The Petticoat Men
Page 39
Ernest showed Gerard the hallway, and the narrow staircase they used to sweep down in such excitement. I looked in on Dodo, she loved to have visitors, but she was asleep on the red sofa. Her clawed hands held a copy of the Illustrated London News to her breast. So I took them along to the back parlour: the old piano and the Joshua tree, both of them polished and shining, the way we always kept them still. Children’s voices and laughter echoed up from the downstairs kitchen but Ernest didn’t hear perhaps, or think about it. He looked about the parlour.
‘We twirled our gowns round here sometimes,’ he said to Gerard.
‘Where are you, my love?’ I’d left the front door open, Mackie would have seen the chair still there on the top step where I waited for him.
‘In the back parlour! We have visitors.’
Mackie did get a surprise to see Ernest, and Ernest to see him. He still looked like a fisherman, or a smuggler, Mackie, even though he was now the captain in charge of all the Gravesend ferries; he still had the beard and the long hair. Like Joseph the carpenter, someone once said long ago.
‘This is Gerard, Ernest’s brother. This is Mackie.’
They nodded to each other.
‘I’m glad you’re here,’ said Ernest to Mackie. But not coy; angry rather for some reason.
‘What are you doing these days, lad?’
‘We went to America for a while, Gerard and I – Gerard had talent for the stage, and though I say so myself, I took New York by storm!’ From his pocket he took some old newspaper clippings. He looked at them carefully, handed one to me. ‘It’s a poem dedicated to my talents. “Ernest Byne”, that’s what I called myself.’
ERNEST BYNE
Your airs and graces make us all
Believe you must be feminine;
Your acts, though you’re no Harlequin,
Do well deserve a column, Byne.
‘Columbine, you see!’ said Ernest modestly.
‘I do see,’ I said. ‘I’m glad you’ve had success, Ernest. And what about Freddie?’
‘Nan! Nan! Nan! Nan! Nan!’ Children ran in, followed by Mattie and Elijah.
‘Blooming heck! Ernest!’ Mattie was so surprised she stood stock still in the middle of the room. She automatically put out her hand to seven-year-old Dorothy (after Dodo), and stared at him and the boys stopped their running and calling for a moment and stared too. After a moment she said: ‘We’ve got no rooms left, Ernest!’ but she said it with a smile.
‘No,’ he said, ‘we dont need rooms. This is my brother Gerard.’
‘Sit down, Ernest,’ I said. ‘What is it?’
He didn’t sit but he carefully took another of the old news clippings.

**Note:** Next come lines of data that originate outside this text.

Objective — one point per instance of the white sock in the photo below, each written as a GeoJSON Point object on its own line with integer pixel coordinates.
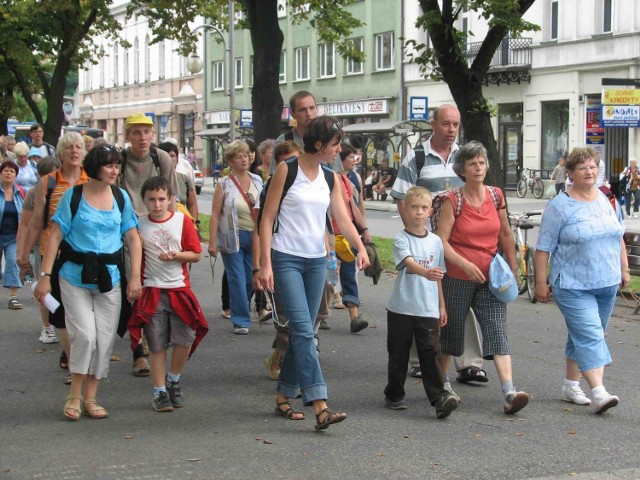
{"type": "Point", "coordinates": [599, 392]}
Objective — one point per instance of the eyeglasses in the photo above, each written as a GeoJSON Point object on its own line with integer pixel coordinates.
{"type": "Point", "coordinates": [274, 312]}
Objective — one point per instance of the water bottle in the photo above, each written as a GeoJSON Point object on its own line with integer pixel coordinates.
{"type": "Point", "coordinates": [332, 269]}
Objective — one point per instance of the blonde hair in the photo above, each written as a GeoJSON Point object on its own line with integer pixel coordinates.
{"type": "Point", "coordinates": [417, 192]}
{"type": "Point", "coordinates": [234, 148]}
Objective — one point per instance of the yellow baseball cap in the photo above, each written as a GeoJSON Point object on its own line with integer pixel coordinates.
{"type": "Point", "coordinates": [137, 119]}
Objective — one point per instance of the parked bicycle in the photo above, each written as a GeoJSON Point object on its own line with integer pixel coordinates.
{"type": "Point", "coordinates": [525, 255]}
{"type": "Point", "coordinates": [530, 181]}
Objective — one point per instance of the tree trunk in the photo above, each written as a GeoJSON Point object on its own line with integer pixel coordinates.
{"type": "Point", "coordinates": [266, 38]}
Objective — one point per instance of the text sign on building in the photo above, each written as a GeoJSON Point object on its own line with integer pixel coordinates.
{"type": "Point", "coordinates": [614, 96]}
{"type": "Point", "coordinates": [627, 116]}
{"type": "Point", "coordinates": [355, 107]}
{"type": "Point", "coordinates": [418, 108]}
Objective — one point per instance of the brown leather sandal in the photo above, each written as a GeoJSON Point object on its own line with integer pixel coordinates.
{"type": "Point", "coordinates": [289, 412]}
{"type": "Point", "coordinates": [329, 419]}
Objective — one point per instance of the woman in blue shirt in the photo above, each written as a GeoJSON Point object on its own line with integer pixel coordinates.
{"type": "Point", "coordinates": [90, 244]}
{"type": "Point", "coordinates": [583, 235]}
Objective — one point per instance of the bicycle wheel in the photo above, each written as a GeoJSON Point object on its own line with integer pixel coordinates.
{"type": "Point", "coordinates": [521, 189]}
{"type": "Point", "coordinates": [538, 188]}
{"type": "Point", "coordinates": [531, 276]}
{"type": "Point", "coordinates": [521, 279]}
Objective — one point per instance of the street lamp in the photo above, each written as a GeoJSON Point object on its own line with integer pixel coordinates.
{"type": "Point", "coordinates": [195, 64]}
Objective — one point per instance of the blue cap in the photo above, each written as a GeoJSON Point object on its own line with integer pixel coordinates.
{"type": "Point", "coordinates": [501, 281]}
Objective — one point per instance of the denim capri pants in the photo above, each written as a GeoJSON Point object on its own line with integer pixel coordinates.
{"type": "Point", "coordinates": [586, 313]}
{"type": "Point", "coordinates": [491, 313]}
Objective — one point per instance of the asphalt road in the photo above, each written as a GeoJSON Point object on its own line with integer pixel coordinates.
{"type": "Point", "coordinates": [227, 429]}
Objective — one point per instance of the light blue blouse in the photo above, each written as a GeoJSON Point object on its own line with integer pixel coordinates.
{"type": "Point", "coordinates": [93, 230]}
{"type": "Point", "coordinates": [583, 239]}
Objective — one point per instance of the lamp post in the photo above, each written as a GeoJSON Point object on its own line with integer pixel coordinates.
{"type": "Point", "coordinates": [195, 65]}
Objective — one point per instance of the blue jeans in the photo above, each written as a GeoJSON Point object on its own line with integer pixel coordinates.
{"type": "Point", "coordinates": [11, 271]}
{"type": "Point", "coordinates": [299, 284]}
{"type": "Point", "coordinates": [586, 313]}
{"type": "Point", "coordinates": [239, 267]}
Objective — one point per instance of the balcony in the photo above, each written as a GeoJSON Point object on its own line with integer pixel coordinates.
{"type": "Point", "coordinates": [510, 63]}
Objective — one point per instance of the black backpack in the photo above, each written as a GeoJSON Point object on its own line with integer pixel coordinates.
{"type": "Point", "coordinates": [292, 172]}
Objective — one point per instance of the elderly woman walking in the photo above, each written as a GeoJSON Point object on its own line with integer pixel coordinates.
{"type": "Point", "coordinates": [583, 235]}
{"type": "Point", "coordinates": [473, 223]}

It was to Mackie he spoke. ‘Last time I came here you accused me of not caring about old friends.’ He tossed his head just a little. ‘I didn’t mean to remember your words but I did, though I never thought to see you again. Anyway, it was said Lord Arthur escaped to France, or somewhere.’
‘He didn’t escape, lad. I helped put him in the coffin that the local man made.’

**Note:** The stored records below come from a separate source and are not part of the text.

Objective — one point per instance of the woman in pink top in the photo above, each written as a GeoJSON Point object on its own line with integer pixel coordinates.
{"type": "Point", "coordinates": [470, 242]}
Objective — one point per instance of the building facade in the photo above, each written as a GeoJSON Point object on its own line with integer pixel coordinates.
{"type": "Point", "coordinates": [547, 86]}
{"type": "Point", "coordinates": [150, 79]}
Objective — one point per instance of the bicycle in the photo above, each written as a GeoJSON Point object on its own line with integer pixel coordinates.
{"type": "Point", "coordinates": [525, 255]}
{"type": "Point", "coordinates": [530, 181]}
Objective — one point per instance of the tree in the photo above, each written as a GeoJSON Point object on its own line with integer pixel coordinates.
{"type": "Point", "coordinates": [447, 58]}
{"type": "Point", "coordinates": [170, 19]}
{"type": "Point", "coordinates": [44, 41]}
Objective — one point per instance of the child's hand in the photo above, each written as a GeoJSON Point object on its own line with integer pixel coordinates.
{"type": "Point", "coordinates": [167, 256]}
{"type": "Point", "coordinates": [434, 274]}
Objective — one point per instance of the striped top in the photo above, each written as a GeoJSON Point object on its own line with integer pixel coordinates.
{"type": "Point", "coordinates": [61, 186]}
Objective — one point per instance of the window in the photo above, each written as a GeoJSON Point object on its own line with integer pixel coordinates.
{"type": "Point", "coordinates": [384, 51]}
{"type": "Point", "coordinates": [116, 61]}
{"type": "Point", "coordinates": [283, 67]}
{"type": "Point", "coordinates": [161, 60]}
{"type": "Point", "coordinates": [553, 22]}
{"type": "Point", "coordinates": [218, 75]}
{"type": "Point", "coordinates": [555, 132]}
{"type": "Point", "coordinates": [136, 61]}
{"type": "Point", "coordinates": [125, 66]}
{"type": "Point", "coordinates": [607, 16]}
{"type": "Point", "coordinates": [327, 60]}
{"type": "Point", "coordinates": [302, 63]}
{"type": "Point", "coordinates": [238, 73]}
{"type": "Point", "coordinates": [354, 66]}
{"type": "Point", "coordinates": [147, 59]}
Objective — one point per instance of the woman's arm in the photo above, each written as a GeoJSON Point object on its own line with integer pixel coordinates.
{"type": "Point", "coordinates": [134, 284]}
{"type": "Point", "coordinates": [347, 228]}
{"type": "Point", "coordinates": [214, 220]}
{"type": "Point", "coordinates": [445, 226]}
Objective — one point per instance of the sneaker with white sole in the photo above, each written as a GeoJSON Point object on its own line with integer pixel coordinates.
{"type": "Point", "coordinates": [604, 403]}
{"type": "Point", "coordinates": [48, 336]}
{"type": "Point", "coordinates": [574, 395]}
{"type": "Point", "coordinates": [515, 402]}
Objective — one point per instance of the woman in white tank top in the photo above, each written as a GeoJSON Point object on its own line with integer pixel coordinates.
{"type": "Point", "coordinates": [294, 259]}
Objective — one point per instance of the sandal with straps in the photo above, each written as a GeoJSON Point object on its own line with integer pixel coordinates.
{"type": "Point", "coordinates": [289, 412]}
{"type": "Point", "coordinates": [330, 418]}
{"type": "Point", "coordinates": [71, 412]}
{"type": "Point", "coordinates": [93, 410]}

The room was silent. The children still stared, all shy at the visitors, big eyes looking out from the safety of their mother.

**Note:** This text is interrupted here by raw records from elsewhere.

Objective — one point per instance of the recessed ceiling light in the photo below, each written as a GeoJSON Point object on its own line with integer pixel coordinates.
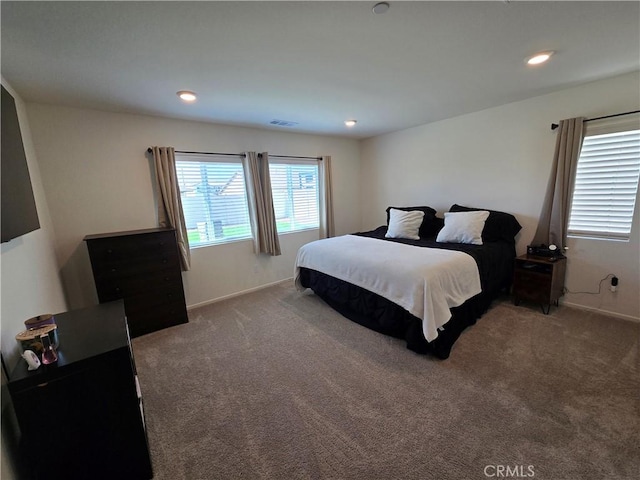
{"type": "Point", "coordinates": [539, 58]}
{"type": "Point", "coordinates": [380, 7]}
{"type": "Point", "coordinates": [187, 96]}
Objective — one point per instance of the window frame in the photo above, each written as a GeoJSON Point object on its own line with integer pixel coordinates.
{"type": "Point", "coordinates": [201, 158]}
{"type": "Point", "coordinates": [629, 123]}
{"type": "Point", "coordinates": [297, 161]}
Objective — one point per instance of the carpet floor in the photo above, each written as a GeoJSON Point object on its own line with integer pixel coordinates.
{"type": "Point", "coordinates": [276, 385]}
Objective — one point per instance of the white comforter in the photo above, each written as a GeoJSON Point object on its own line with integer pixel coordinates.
{"type": "Point", "coordinates": [427, 282]}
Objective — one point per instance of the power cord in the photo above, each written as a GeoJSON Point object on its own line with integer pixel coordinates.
{"type": "Point", "coordinates": [611, 275]}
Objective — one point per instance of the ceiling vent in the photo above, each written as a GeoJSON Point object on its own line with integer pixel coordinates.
{"type": "Point", "coordinates": [283, 123]}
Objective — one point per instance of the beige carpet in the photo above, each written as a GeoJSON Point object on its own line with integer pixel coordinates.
{"type": "Point", "coordinates": [276, 385]}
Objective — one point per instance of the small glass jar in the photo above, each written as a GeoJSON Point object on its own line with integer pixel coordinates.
{"type": "Point", "coordinates": [49, 354]}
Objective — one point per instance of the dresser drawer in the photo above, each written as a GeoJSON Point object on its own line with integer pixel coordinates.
{"type": "Point", "coordinates": [118, 249]}
{"type": "Point", "coordinates": [113, 289]}
{"type": "Point", "coordinates": [136, 266]}
{"type": "Point", "coordinates": [143, 268]}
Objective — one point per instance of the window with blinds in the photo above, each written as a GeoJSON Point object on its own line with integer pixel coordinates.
{"type": "Point", "coordinates": [606, 186]}
{"type": "Point", "coordinates": [214, 198]}
{"type": "Point", "coordinates": [294, 185]}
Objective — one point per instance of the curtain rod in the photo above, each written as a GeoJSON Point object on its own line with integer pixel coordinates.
{"type": "Point", "coordinates": [293, 156]}
{"type": "Point", "coordinates": [555, 125]}
{"type": "Point", "coordinates": [149, 150]}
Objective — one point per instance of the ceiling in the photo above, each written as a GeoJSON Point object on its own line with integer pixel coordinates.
{"type": "Point", "coordinates": [313, 63]}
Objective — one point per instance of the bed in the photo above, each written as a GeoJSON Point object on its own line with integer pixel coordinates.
{"type": "Point", "coordinates": [419, 277]}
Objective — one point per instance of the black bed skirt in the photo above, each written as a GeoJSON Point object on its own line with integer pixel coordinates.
{"type": "Point", "coordinates": [379, 314]}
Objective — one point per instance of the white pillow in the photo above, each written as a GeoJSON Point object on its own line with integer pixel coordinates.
{"type": "Point", "coordinates": [404, 224]}
{"type": "Point", "coordinates": [463, 227]}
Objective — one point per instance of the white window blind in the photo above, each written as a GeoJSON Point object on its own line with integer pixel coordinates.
{"type": "Point", "coordinates": [606, 186]}
{"type": "Point", "coordinates": [294, 186]}
{"type": "Point", "coordinates": [214, 198]}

‘Where’s Billy?’ said Ernest to me at last. ‘Did he get his job in the Parliament back? We were found not guilty of anything!’
‘He’s a teacher, Ernest. With a wife who’s a teacher also. He didn’t want his job back in the end.’
‘I got mine back,’ offered Elijah. ‘The second day I was back, Members were coming crying to me with their problems as if I’d never been away! So it was all right, after all.’
And then we heard Billy and Emily talking together as they too came in the open front door.
‘In the parlour!’ I called.
‘Well! Ernest!’ said Billy, and he shook his hand and grinned at him, seemed really pleased to see Ernest after all this time. ‘This is Emily, my wife.’ ‘This is Gerard, my brother.’ And there was some rather embarrassed hand-shaking all round.
‘Go on, Ernest,’ I said. But I think I knew.
He simply handed the newspaper clipping to Mackie. Mackie winked at Billy before he read it, for now Mackie could read to us as well as anyone. I had loved to see them with their heads together evening after evening and books on the table and now Mackie reads to me sometimes.
But then the smile was gone. He read it out.
FREDERICK WILLIAM PARK, an Englishman. Died Newark, NJ, 29 March. Several years ago he entered the dramatic profession under the name of Fred Fenton but he never rose above small business. He was at one time at Fifth-Avenue Theatre. His remains were sent to Rochester, NY, where he had made his residence for some years, and were interred in Mount Hope Cemetery 2 April.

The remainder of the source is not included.